Kommentar Kämpfe um Aleppo

Mehr Macht für die Vollversammlung!

Der Massenmord in Syrien steht fürs Versagen aller internationalen Institutionen. Wer einen Freund im Weltsicherheitsrat hat, tötet ungestraft.

Frauen, Männer und Kinder gehen durch eine Trümmerlandschaft

Zivilisten versuchen sich vor dem Beschuss in Ost-Aleppo in Sicherheit zu bringen Foto: afp

Ost-Aleppo ist so gut wie gefallen. Das ist aber nicht das Ende des Kriegs, sondern ein Ausblick darauf, wie er weitergeht. Abriegeln, aushungern, dauerbombardieren, bis keiner mehr kann – was sich für das Regime bewährt hat, wird Präsident Assad in den verbliebenen Rebellengebieten im nördlichen Idlib, dem Umland von Damaskus und dem südlichen Daraa fortsetzen. Und die Welt wird mit den Achseln zucken, hat sie doch bei der Millionenstadt Aleppo nur „Besorgnis“ geäußert, um „Gnade“ gefleht und ein paar Kerzen angezündet.

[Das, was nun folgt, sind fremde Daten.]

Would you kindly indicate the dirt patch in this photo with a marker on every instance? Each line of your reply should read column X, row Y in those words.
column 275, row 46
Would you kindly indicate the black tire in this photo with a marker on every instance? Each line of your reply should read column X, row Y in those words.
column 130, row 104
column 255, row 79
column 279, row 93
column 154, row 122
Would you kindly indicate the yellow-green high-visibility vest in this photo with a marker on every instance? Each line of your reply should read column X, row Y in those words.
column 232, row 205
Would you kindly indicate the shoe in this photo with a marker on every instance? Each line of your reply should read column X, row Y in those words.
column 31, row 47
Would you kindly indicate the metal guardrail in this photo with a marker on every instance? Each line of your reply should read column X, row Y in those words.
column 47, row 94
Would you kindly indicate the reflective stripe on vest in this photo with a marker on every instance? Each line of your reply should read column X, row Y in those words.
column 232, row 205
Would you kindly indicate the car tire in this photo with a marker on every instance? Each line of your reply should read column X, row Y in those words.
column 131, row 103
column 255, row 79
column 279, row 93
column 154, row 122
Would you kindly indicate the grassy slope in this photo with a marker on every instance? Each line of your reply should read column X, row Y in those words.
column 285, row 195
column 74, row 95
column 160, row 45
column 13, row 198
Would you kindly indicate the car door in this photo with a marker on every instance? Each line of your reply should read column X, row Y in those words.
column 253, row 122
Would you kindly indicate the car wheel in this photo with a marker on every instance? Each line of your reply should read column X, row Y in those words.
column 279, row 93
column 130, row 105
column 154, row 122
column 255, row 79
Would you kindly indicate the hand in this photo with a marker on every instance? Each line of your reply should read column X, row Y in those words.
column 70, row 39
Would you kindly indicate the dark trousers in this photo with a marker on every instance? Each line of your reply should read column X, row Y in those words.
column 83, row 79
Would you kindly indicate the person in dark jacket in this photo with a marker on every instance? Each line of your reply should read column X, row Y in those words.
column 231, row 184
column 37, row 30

Für die Vertreibung und Vernichtung kritischer Bürger überlässt Assad sogar Palmyra wieder dem IS. Auf die berühmte Wüstenstadt – Unesco-Weltkulturerbe – kann er vorübergehend verzichten, schließlich wird ihre Rückeroberung international unterstützt und gefeiert werden.

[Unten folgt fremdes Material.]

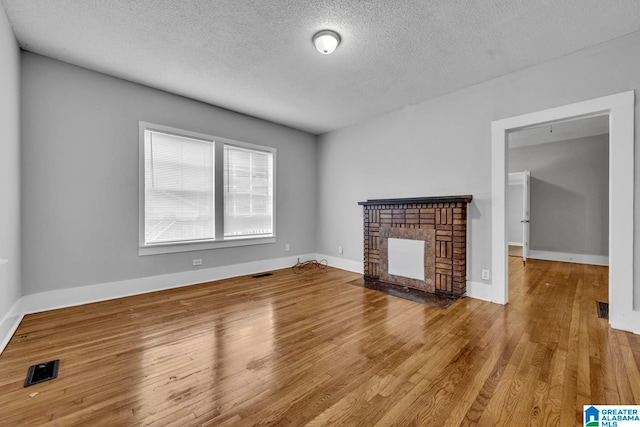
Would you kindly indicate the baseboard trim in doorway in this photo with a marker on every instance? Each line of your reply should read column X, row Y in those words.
column 569, row 257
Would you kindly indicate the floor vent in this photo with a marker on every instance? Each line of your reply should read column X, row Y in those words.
column 603, row 310
column 257, row 276
column 42, row 372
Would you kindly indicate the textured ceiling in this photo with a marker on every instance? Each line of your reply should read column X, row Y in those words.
column 256, row 56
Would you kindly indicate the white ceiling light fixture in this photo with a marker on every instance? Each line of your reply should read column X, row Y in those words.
column 326, row 41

Assad muss Prioritäten setzen, denn an mehreren Fronten gleichzeitig kann er nicht siegen – zu demoralisiert und heruntergewirtschaftet sind seine Truppen, zu abhängig ist er von russischen Luftschlägen und vom Iran vermittelten schiitischen Milizionären.

Rebellen in Ost-Aleppo haben sich nach eigenen Angaben am Dienstagabend mit der syrischen Regierung auf einen Abzug aus der erbittert umkämpften Stadt geeinigt. Zivilisten und einigen Kämpfern werde es erlaubt, die Stadt zu verlassen, sagte ein Sprecher der wichtigen Rebellengruppe Nur al-Din al-Sinki der Deutschen Presse-Agentur am Dienstag.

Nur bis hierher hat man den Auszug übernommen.